Justy: Sixty-five percent. That's the number that stuck with me.
Cody: Miro pointing agents at Snowflake and getting it wrong two out of three times?
Justy: Yeah — and it wasn't the model, it was the context. Ten thousand tables, no semantic layer, and the agents just… hallucinated joins.
Cody: Right.
Justy: Which is wild because that's the exact pitch everyone's making for text-to-SQL right now. Just point the agent at the warehouse!
Cody: And it falls apart the second your org is big enough to have multiple teams naming things differently. Schema tells you what columns exist. It doesn't tell you which ones actually go together for a business question.
Justy: Okay so DataHub's new thing — Context Intelligence — basically says, instead of giving the agent raw schema, give it the query history. The joins that already worked.
Cody: That's the core argument, yeah. They've been doing lineage tracking for years, pulling query logs from warehouses. Now they're flipping that same infrastructure to build what they call a semantic index.
Justy: Wait, so the plumbing isn't new?
Cody: That's the part I actually like. They didn't build this from scratch. The query log extraction and SQL parsing was already running in production for lineage.
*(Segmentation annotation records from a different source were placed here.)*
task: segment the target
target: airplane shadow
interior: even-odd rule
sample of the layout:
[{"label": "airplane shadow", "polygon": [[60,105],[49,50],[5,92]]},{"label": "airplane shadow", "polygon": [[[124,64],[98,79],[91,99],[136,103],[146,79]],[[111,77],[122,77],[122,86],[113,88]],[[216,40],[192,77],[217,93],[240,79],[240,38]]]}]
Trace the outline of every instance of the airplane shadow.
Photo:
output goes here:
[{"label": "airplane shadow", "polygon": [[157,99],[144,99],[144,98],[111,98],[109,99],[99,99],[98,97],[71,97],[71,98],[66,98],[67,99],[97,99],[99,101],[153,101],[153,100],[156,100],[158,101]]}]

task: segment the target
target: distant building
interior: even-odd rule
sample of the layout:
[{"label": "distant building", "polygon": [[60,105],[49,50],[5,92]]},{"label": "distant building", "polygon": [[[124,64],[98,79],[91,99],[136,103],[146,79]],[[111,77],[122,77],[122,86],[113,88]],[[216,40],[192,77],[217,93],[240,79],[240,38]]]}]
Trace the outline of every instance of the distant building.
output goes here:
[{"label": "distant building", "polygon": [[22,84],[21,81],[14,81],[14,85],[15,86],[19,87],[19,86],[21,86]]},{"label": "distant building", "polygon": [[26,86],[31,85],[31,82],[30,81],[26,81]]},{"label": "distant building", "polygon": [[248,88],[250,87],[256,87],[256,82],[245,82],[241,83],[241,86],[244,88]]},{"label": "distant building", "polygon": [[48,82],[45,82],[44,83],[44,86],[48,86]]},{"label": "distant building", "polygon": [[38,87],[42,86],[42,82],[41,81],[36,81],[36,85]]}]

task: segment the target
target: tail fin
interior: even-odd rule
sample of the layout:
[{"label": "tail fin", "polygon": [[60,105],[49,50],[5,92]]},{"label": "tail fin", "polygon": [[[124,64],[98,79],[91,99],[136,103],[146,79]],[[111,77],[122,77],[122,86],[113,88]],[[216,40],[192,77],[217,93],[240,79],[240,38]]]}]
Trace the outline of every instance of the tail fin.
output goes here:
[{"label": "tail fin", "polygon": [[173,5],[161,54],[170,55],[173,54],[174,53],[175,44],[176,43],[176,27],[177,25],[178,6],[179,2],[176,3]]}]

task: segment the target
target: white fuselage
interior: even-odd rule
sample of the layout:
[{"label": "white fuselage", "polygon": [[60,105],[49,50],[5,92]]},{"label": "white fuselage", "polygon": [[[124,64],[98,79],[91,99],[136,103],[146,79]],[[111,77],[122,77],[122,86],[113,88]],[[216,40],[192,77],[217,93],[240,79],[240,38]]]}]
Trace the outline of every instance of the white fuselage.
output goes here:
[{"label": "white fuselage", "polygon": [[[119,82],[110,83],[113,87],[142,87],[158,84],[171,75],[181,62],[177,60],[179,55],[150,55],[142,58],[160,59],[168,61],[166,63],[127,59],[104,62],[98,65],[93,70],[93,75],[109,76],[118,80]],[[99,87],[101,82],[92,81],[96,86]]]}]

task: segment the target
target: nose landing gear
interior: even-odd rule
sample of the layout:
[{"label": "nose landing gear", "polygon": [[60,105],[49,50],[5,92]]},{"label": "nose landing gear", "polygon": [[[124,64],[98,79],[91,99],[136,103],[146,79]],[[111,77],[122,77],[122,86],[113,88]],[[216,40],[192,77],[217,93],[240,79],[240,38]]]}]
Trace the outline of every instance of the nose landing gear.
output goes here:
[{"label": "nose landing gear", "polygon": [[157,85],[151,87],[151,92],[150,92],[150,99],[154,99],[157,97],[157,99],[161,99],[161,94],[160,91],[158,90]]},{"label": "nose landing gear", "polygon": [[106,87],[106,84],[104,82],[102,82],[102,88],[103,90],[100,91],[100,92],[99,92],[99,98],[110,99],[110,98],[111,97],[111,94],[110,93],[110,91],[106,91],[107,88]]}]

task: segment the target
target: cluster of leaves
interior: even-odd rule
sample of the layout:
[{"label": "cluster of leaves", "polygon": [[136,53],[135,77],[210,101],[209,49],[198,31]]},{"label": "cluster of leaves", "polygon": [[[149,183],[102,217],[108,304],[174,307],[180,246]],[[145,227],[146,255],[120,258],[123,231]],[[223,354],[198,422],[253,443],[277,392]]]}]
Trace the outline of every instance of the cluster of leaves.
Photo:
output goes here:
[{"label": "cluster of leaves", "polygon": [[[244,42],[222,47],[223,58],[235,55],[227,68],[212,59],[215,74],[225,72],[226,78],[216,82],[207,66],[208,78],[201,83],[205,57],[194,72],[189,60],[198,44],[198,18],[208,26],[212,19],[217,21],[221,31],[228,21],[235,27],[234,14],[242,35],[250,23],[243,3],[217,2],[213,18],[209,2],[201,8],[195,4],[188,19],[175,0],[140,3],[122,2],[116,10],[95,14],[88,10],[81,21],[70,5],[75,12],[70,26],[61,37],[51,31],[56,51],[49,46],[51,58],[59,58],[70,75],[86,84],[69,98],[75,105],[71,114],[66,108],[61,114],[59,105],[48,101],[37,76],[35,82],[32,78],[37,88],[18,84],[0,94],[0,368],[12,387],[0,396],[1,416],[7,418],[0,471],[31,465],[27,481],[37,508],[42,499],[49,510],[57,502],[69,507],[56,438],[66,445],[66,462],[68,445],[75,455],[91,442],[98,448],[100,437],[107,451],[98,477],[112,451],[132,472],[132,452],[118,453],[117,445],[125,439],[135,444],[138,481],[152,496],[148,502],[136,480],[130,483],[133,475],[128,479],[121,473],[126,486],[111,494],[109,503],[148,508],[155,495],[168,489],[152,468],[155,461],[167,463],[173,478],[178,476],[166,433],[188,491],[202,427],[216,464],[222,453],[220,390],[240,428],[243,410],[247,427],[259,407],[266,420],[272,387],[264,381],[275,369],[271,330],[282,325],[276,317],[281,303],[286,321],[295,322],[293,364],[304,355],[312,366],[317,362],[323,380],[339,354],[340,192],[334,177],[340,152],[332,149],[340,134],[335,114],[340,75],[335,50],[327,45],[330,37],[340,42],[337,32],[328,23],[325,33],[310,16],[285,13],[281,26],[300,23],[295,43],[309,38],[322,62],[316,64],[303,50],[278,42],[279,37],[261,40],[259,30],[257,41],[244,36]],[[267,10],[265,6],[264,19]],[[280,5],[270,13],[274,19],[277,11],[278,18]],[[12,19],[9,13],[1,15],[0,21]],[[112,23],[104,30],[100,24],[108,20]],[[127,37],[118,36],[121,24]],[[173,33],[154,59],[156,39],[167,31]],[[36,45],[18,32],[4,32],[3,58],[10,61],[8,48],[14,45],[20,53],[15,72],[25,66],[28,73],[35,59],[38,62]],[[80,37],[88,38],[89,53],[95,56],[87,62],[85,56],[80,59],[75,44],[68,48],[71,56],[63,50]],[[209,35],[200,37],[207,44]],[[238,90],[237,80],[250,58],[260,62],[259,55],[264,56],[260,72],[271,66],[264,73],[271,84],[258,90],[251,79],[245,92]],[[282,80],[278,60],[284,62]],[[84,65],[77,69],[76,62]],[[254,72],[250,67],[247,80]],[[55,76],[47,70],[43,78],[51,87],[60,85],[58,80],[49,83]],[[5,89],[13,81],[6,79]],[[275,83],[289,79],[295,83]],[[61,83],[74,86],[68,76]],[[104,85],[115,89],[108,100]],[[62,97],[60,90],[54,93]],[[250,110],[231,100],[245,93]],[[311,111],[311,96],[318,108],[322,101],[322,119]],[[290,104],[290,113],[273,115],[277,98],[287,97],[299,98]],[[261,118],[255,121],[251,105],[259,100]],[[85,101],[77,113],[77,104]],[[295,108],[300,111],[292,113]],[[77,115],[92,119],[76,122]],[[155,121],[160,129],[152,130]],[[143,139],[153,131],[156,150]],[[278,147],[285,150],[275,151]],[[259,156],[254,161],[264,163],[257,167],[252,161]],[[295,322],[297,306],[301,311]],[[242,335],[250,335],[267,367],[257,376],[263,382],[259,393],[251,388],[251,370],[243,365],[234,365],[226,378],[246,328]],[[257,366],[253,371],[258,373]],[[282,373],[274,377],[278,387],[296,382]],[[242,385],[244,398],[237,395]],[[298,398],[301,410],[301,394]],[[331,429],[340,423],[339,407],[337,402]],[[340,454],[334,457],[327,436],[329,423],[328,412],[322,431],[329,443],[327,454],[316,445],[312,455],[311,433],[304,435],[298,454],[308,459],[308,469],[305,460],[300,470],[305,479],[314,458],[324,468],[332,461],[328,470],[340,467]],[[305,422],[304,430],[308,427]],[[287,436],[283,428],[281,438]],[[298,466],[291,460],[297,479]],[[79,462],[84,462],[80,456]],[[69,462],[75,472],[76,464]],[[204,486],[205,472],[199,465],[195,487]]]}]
Postgres, Snowflake, BigQuery — they've been pulling from those for years. The new layer sits on top.
Justy: That's smart product sequencing. You already have the pipes, now you monetize the insight.
Cody: Sure, but let's talk about what they're actually doing with those logs. They filter for what they call golden queries — high-quality analyst queries and scheduled pipelines that represent proven business logic.
Justy: Mm-hm.
Cody: Then they invert the SQL patterns into structured text definitions they call semantic anchors. Those anchors become the retrieval basis the agent queries before it generates SQL.
Justy: So instead of the agent guessing how to join tables, it looks up what joins humans already validated?
Cody: In theory, yes. And there's a human review step on top — domain experts can resolve conflicting definitions and simulate changes before publishing.
Justy: Cody, I have to ask — how many orgs actually have clean, consistent query history? Like, is the golden query problem itself a mess?
Cody: That's exactly where I push back. If your analysts are writing garbage SQL and your scheduled pipelines are held together by duct tape, your golden queries are just well-documented garbage.
Cody: The approach assumes a certain maturity. Orgs that actually have analysts who know the data and write consistent queries — this helps them a lot. Orgs where everyone's just winging it? Query history won't save you.
Justy: But for the Miro case — ten thousand tables — someone's been writing correct queries against that environment. You're not starting from zero.
Cody: Right, and that's where I think the argument does hold. If you're a company big enough to have that many tables, you almost certainly have analysts who know the right joins. The problem is that knowledge is trapped in their heads and in their query tabs.
Justy: Extracting it is the actual product insight. Like, the reframing here is — this is a retrieval problem, not a generation problem. The model doesn't need to be smarter about joins. It needs better context about what's already worked.
Cody: I agree with that framing. The model was never going to figure out that your finance team calls it gross_revenue and your sales team calls it total_bookings from first principles. That's lookup, not reasoning.
Justy: And they're exposing this via MCP, LangChain, Google's Agent Development Kit, and CrewAI. So it's pluggable.
Cody: Which is table stakes for this kind of thing honestly. If you built a context layer and only exposed it through your own SDK, nobody would adopt it.
Justy: True. Okay, I got sidetracked earlier — I was looking at my coffee and realized I haven't actually had coffee yet today. I got up, started reading this DataHub piece, and just… forgot.
Cody: That is very on-brand for you.
Justy: It really is. Anyway — who do you think this actually changes things for? Like, practically?
Cody: Data teams at mid-to-large companies who've been putting off building a semantic layer. This is basically a shortcut to one, derived from behavior instead of declared rules.
Justy: That's a way better pitch than most semantic layer vendors give. They all say 'define your metrics once.' This says 'we'll learn them from what people already did.'
Cody: The learned-versus-declared distinction is real. But I'll say it again — you need the behavioral data to be worth learning from. If your warehouse is chaos, query logs just give you a map of the chaos.
Justy: Fair. But if you've got fifteen thousand contributors and three thousand production deployments on the open source side, there's a decent chance your deployment base isn't total chaos.
Cody: Decent chance. Not guaranteed.
Justy: Same! Shows you where the long tail actually lives. Alright Cody, go find your own golden queries today. Preferably before your own SQL starts hallucinating.
Cody: That's… that's actually what I'm trying to avoid.